The Easter Lily represents Christ’s resurrection, a new season in Christianity and rebirth.  In a way, sharing this poem about lilies on our blog this Easter, we give Lena a chance to reach and inspire more people.

Lena was a self-taught poet, who lived her entire life on a farm in Indiana.  Her works were published in her community and statewide.  Her favorite American poets were Mary Oliver and William Stafford.    She had a love for nature and found joy in music.  Many who loved her shared that she created beauty in everything she put her hands and heart to.  And even a when she was facing difficult times, she always looked at life with great hope.

Another thought from the poet:

“There are no detours on a spiritual journey.”  Lena Coapstick

2 responses to “Consider the Lilies”

  1. This poem has significance for those who will ponder and reflect on its meaning. Lena’s words will travel now reaching and touching others in a blog, an accessible and modern way. Her insightful thoughts are a gift to readers who seek inspiration and hope for courage on their path. I love this poem.
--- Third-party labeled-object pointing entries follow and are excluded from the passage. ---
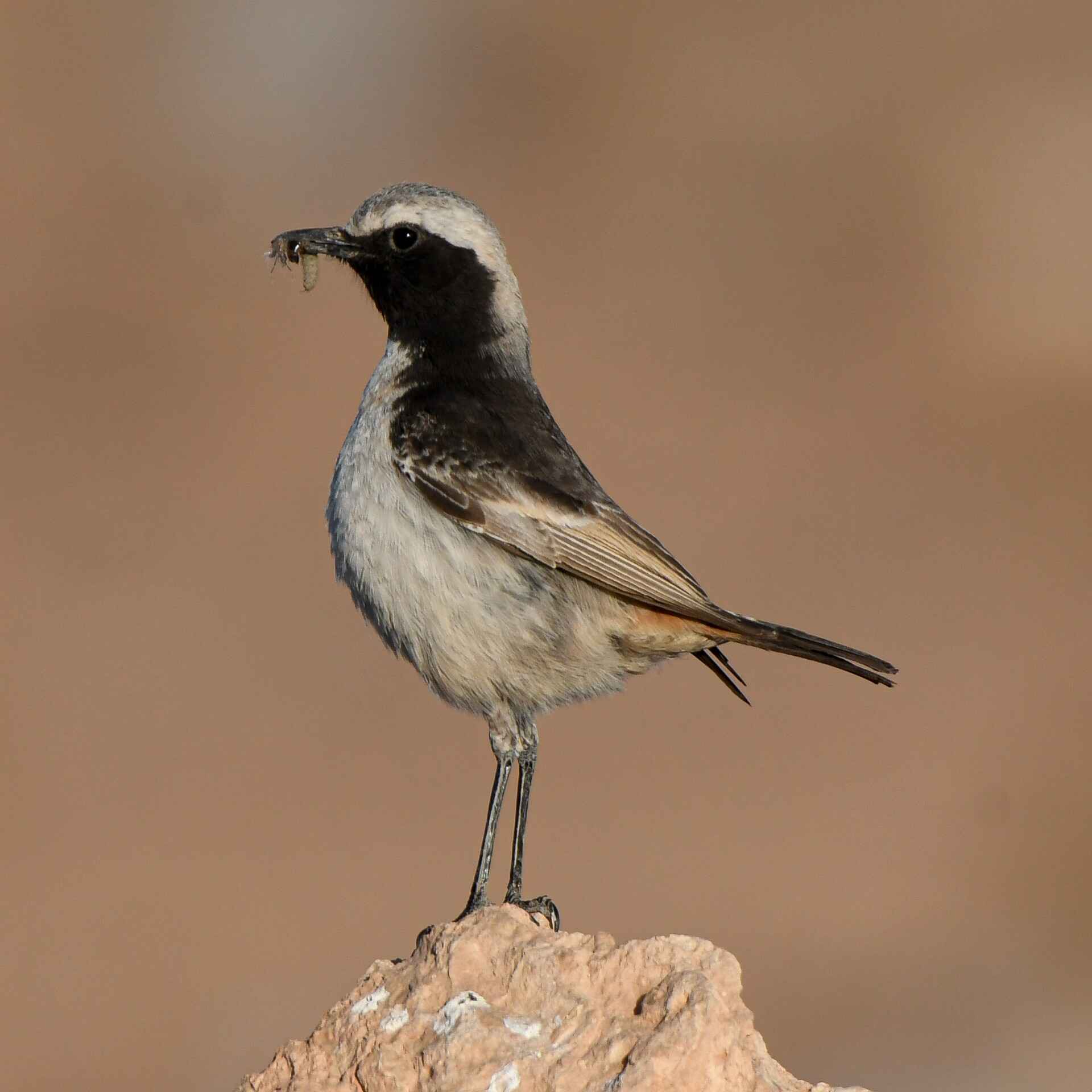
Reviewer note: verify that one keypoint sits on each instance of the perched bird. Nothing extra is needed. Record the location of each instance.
(468, 530)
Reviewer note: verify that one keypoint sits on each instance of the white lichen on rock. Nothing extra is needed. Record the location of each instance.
(643, 1017)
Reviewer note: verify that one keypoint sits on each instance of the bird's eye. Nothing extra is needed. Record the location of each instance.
(404, 238)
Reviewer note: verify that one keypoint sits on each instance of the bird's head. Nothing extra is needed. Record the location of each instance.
(433, 262)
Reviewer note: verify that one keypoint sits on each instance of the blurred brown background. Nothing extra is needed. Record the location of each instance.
(809, 288)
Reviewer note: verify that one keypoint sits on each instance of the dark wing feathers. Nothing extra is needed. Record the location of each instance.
(516, 479)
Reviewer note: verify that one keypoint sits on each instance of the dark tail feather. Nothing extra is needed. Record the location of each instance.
(720, 672)
(794, 642)
(723, 661)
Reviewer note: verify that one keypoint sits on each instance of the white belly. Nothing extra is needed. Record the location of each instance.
(483, 626)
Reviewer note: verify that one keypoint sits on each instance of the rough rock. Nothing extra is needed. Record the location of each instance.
(496, 1003)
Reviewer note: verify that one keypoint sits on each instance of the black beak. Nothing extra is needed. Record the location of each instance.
(336, 242)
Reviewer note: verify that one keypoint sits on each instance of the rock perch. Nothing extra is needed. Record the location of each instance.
(496, 1003)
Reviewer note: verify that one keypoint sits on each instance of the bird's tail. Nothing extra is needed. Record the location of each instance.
(793, 642)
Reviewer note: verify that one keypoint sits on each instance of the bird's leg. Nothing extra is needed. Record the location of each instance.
(478, 897)
(543, 904)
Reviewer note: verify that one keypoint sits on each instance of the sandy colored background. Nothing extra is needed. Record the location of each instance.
(809, 287)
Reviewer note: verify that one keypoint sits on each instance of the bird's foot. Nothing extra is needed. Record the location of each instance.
(543, 904)
(477, 902)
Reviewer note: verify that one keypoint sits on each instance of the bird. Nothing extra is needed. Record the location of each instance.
(468, 530)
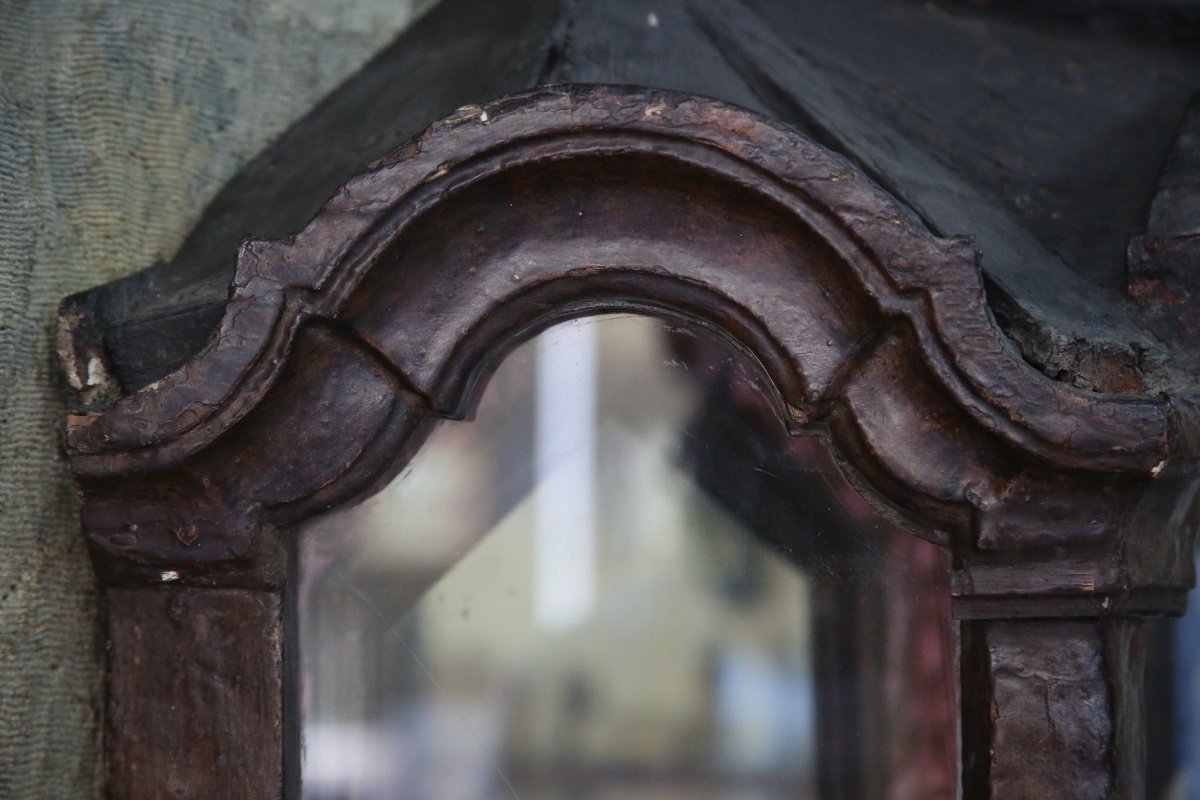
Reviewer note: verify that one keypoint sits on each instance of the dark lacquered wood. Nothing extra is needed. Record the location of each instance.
(389, 310)
(195, 704)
    • There were tears in my eyes as I read this poem – those lilies that toil not, neither do they spin, yet are arrayed in beauty as they raise their faces to Creator God. Thank you for the expressed faith of the author that breaths hope even in a darker time. Thank you for sharing this poem with us – the readers – who turn to “marblewomen” for words of encouragement, light and Easter hope, alive in us day by day.